A wolf in Yellowstone National Park. (USGS)

by Angus M. Thuermer JrWyoFile

Several conservation organizations and numerous Native American tribes are citing Wyoming’s wolf predator zone — the roughly 85% of the state where wolves can be killed at any time by any means — as evidence of the need for renewed federal protection of the gray wolf.

In an “emergency petition,” a coalition of conservation groups has asked U.S. Secretary of the Interior Deb Haaland to reestablish protections for the gray wolf in the northern Rocky Mountains, including Wyoming. Wyoming’s unlicensed and unregulated killing of wolves across most of the state results in “an overall negative growth rate,” the petition states. 

Wyoming’s predator zone has hampered wolf recovery in Colorado, advocates believe, because the free-fire predator zone covers more than 100 miles of country between Wyoming’s regulated wolf trophy management area and the Centennial State.

“Wyoming cannot be expected to serve as a secure source of dispersing wolves,” the petition says.

In addition to the listing petition, conservation groups also seek to withhold federal Pittman-Robertson and Sport Fish Restoration funds to states that allow hunting and trapping of predators “at levels that compromise healthy populations.”

At the end of 2020, 147 wolves lived in the northwest corner of the state outside Yellowstone National Park and the Wind River Indian Reservation, according to Game and Fish estimates.
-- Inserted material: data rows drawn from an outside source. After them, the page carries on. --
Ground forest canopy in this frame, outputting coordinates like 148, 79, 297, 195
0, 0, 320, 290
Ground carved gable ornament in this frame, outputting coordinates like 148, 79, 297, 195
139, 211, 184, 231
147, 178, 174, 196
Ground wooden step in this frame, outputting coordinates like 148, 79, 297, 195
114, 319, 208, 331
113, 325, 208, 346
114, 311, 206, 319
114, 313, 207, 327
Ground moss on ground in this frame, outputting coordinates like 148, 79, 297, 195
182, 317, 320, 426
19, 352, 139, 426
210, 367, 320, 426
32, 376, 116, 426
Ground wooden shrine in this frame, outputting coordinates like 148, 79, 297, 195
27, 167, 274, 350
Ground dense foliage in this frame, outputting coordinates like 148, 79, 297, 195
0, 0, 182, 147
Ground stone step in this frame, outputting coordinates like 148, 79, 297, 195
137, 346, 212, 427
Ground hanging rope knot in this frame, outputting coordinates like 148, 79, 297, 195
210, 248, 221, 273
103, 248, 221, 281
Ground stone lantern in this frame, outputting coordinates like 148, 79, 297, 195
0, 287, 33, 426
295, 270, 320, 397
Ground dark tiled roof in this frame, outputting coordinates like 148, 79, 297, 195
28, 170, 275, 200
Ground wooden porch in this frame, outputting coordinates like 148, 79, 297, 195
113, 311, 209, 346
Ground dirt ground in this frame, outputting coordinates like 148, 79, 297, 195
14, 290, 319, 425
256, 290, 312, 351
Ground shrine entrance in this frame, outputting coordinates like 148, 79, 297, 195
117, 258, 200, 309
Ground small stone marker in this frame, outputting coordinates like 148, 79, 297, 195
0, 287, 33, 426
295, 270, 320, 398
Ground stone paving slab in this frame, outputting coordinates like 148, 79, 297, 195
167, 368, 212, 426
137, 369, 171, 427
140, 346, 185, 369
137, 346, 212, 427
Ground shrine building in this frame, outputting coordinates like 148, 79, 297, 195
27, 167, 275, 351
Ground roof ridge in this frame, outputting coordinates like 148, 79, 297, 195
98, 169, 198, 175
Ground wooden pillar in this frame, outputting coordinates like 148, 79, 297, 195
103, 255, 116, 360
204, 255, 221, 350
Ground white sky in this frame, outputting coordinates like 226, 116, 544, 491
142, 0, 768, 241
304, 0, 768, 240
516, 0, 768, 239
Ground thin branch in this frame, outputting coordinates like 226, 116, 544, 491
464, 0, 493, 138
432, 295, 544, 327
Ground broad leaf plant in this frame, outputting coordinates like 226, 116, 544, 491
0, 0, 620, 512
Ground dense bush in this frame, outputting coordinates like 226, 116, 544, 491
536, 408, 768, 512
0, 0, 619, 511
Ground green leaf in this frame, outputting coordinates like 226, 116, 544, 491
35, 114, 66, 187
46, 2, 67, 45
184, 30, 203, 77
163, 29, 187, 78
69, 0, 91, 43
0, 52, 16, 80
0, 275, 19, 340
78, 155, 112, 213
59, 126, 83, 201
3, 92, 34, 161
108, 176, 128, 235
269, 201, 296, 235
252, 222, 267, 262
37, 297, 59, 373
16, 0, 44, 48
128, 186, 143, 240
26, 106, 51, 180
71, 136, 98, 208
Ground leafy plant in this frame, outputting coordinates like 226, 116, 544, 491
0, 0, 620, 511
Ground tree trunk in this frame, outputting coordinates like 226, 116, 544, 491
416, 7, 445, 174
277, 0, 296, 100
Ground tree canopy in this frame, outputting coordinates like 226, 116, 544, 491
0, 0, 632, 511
The wild canines are managed as trophy game in that region and their killing is regulated there. That program has continued to meet federal population goals, the state wildlife agency asserts.

But regional context could become important as Idaho and Montana sanction increased killing of wolves there. Even Canadian tribes have petitioned Haaland to rein in the bloodletting, saying wolves are “functionally extinct” in most of their range and citing Wyoming’s predator regulations that allow “killing pups in dens.”

History

Although contemporary Western wolf history stretches back to 1995 when the animals were reintroduced to Yellowstone National Park and Idaho, former president Donald Trump ignited recent debates by removing gray wolves from the list of protected species on Jan. 5, 2021. Montana and Idaho soon increased hunting quotas.

Montana hunters just outside Yellowstone National Park killed three wolves from the park’s iconic Junction Butte pack in the last two weeks — the first weeks of Montana’s open season — prompting a rebuke from Park Superintendent Cam Sholly. Calling wolves part of “our balanced ecosystem here,” he asked the state to reinstate “quotas that would protect the core wolf population in Yellowstone.”

Who said what?

Secretary Haaland, who said when she visited Yellowstone in August that wildlife “don’t see borders,” found “substantial, credible information” that relisting the gray wolf may be warranted, the Interior Department’s U.S. Fish and Wildlife Service said on Sept. 15. The agency did not make an immediate emergency finding but said Sept. 15 it will review the species’ status within 12 months.

Gov. Gordon reacted the next day, saying “our program, our plan has worked and we believe we have strong evidence to support that.” It “does not need to be fixed,” he said.

Rain (aka Rain Bear Stands Last), the executive director of the Global Indigenous Council, said the sponsors of wolf hunting bills are “conflating Euro-Medieval sadism with so-called wildlife management.”